Por mais que a ansiedade não existisse e a gratidão ainda se mantivesse presente, a insegurança o fazia hesitar, quase fazendo-o esquecer de seu único escape: o interior.
Ainda que o mundo se tornasse mudo, seu pulmão se manteria presente, até mesmo gritando por atenção se isso algum dia se tornasse necessário.
A primeira chave que deveria buscar para abrir o cadeado da consciência era a respiração, mas, não qualquer uma, e sim, uma consciente, que começa pela barriga e termina com um leve suspiro concebido pelas narinas.
Agora que sua consciência foi desperta, enxergar foi ultrapassado pela observação, que o permitiu ver os detalhes que aconteciam com a calma que precisava.
Assim que começou a notar o seu ambiente, percebeu que algumas partículas prateadas voavam com leveza, como se fossem levadas pelo vento.
Ao voltar seus olhares para a interface, estava ausente de palavras, como se fosse um quadro que foi limpo cuidadosamente, eliminando até mesmo os vestígios de poeira.
Manteve-se assim por poucos segundos, até que o som de teclas começasse a ecoar do vazio, como se alguém de outro universo estivesse escrevendo algo.
As letras apareciam no mesmo ritmo, uma a uma, até que preenchessem completamente aquela interface vazia e azulada que conhecemos como sistemas.
Sistema de Jogo
Há apenas três etapas para que seu progresso aconteça, e o primeiro se fez desnecessário, você já o completou nesse descanso de sete dias, sendo ele: construa e conheça sua nova família.
As pálpebras, outrora neutras, levantavam-se lentamente, sem conseguir segurar o levantar da surpresa que, sutilmente, mantinha seus lábios entreabertos.
A construção de sua família já era algo planejado antes mesmo de sequer reviver?
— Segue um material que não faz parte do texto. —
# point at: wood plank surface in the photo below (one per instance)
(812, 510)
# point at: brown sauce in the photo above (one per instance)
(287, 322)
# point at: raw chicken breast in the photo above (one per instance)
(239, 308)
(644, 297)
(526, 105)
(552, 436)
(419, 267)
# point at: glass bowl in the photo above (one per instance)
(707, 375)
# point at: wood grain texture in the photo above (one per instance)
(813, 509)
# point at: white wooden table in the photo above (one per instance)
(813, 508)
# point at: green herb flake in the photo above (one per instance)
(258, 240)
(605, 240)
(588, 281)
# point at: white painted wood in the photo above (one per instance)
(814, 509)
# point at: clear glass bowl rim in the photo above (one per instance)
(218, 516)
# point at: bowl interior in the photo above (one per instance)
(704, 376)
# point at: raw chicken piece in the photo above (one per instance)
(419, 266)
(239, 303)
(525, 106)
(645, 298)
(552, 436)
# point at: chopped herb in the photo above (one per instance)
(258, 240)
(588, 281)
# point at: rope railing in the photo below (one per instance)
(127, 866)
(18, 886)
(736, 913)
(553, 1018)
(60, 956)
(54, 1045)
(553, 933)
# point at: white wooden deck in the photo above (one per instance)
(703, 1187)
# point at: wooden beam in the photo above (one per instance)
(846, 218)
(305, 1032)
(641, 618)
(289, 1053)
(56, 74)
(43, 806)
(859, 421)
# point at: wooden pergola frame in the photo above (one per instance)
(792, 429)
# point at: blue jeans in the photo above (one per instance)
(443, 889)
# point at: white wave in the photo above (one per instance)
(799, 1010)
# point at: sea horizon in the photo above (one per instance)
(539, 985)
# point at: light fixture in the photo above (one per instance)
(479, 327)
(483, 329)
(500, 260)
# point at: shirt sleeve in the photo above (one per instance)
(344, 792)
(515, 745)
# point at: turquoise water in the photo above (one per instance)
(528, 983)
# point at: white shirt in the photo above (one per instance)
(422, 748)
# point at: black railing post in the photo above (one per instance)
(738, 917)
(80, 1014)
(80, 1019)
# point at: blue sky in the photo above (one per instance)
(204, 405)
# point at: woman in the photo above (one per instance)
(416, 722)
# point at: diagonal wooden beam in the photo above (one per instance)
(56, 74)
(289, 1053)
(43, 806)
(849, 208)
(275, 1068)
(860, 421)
Ou isso faz parte do seu progresso, afinal, como conseguiria aguentar por mais tempo sem um lar?
Teria conseguido chegar até aqui na ausência de seus irmãos? Esses sete dias de descanso seriam efetivos se os sorrisos não fossem genuínos?
A leveza que sentiu quando dançou, o doce encharcando sua língua na sorveteria, a emoção de um bom filme, teria sido tão bom como foi se estivesse destruído como antes?
Não há malícia alguma nessa primeira etapa da missão, era apenas algo necessário que sua alma precisava e, felizmente, ele encontrou, não por sorte, nem por destino.
Saber que cada um de seus fiéis companheiros, que pode chamar de família, não lhe foi dado à toa, nem por coincidência, levantava um sutil e discreto sorriso que só seu coração era digno de sentir e ver.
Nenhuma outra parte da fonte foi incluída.